The Scriptures also indicate that, even as God is holy, we should be holy in all manner of lifestyle. We are to follow that divine example. Now on this planet, we certainly will never attain complete holiness, for we are ever warring with our old, sinful nature. But holiness is the target for which we are to direct our actions. Sin puts a barrier between us and God. Holiness brings communion and fellowship with Him–holiness is required in order for anyone to have eternal life with God in heaven (Romans 8:11–14; Hebrews 12:14). This was accomplished through Jesus Christ as He took on all of our sins on the cross so that God may see us as holy (Colossians 1:19–22).
God is completely holy and we are supposed to be like Him. However, our sin keeps us from being holy.
As we grow in our journey with God and become stronger in our own personal holiness, we will actually begin to hate sin and its effects. That’s right, the more you abhor sin, the more you’ll recognize its hold on you (Romans 7:23). You must understand this paradox, or else your Christian life will be riddled with doubt and fear.
We grow to despise those things that interfere with our intimacy with God and those things which bring so much pain to others here on this earth. And we will seek to avoid those things with a passion.
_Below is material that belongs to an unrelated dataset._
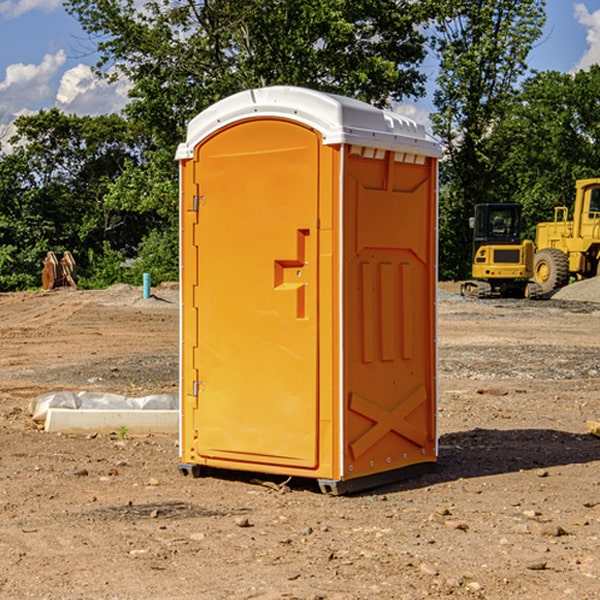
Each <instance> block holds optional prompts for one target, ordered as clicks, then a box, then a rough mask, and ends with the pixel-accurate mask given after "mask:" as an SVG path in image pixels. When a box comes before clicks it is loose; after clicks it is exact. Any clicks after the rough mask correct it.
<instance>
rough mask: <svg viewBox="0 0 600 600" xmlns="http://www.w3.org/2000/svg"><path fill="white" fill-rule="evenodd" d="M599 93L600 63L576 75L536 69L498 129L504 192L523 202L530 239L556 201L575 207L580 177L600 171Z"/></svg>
mask: <svg viewBox="0 0 600 600" xmlns="http://www.w3.org/2000/svg"><path fill="white" fill-rule="evenodd" d="M599 96H600V66H599V65H593V66H592V67H591V68H590V69H589V71H578V72H577V73H576V74H574V75H573V74H567V73H558V72H556V71H548V72H543V73H537V74H535V75H534V76H532V77H530V78H529V79H527V80H526V81H525V82H524V83H523V86H522V90H521V92H520V93H519V95H518V97H517V102H515V103H514V105H513V108H512V110H511V112H510V114H508V115H507V117H506V118H505V119H504V120H503V121H502V123H501V124H499V126H498V127H497V128H496V129H495V136H494V145H495V149H494V151H495V152H496V153H500V152H502V155H503V157H504V158H503V161H502V163H501V165H500V166H499V169H498V171H499V175H500V177H501V179H502V181H503V187H504V191H503V195H505V196H506V197H512V199H513V200H514V201H516V202H520V203H521V204H523V206H524V214H525V216H526V218H527V222H528V224H529V227H528V231H527V236H528V237H530V238H532V239H533V238H534V236H535V224H536V223H538V222H540V221H548V220H552V219H553V208H554V207H555V206H568V207H571V205H572V202H573V199H574V196H575V180H576V179H585V178H588V177H598V176H600V171H599V169H598V165H600V106H599V105H598V101H597V99H598V97H599Z"/></svg>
When we seek God’s righteousness, we will be blessed in unimaginable ways. Once again, this is the opposite of the worldly message that tells us it is right and good to seek our own blessedness (or happiness). But Jesus taught that denying self and thirsting for righteousness will bring great and everlasting joy. So basically, seek God’s will and ask Him to help you keep His commands. And we must understand sin to be a filthy contaminant to our spirit, and we must avoid those things through the power of the Holy Spirit. Pray that God will help you to see those contaminated areas in your life and that He will help you to turn away from those things and turn toward Him!
If you have yet to repent of your sins and have not accepted Christ Jesus as your Savior, why not do so today?
in holiness and righteousness in His presence all our days.
In holiness (divine consecration) and righteousness within His presence all the days of our lives.
Goodspeed New Testament
And should serve him in holiness and uprightness, unafraid, In his own presence all our lives.
King James 2000
In holiness and righteousness before him, all the days of our life.
in holiness and righteousness before him for as long as we live.
In holiness and righteousness before him, all the days of our life.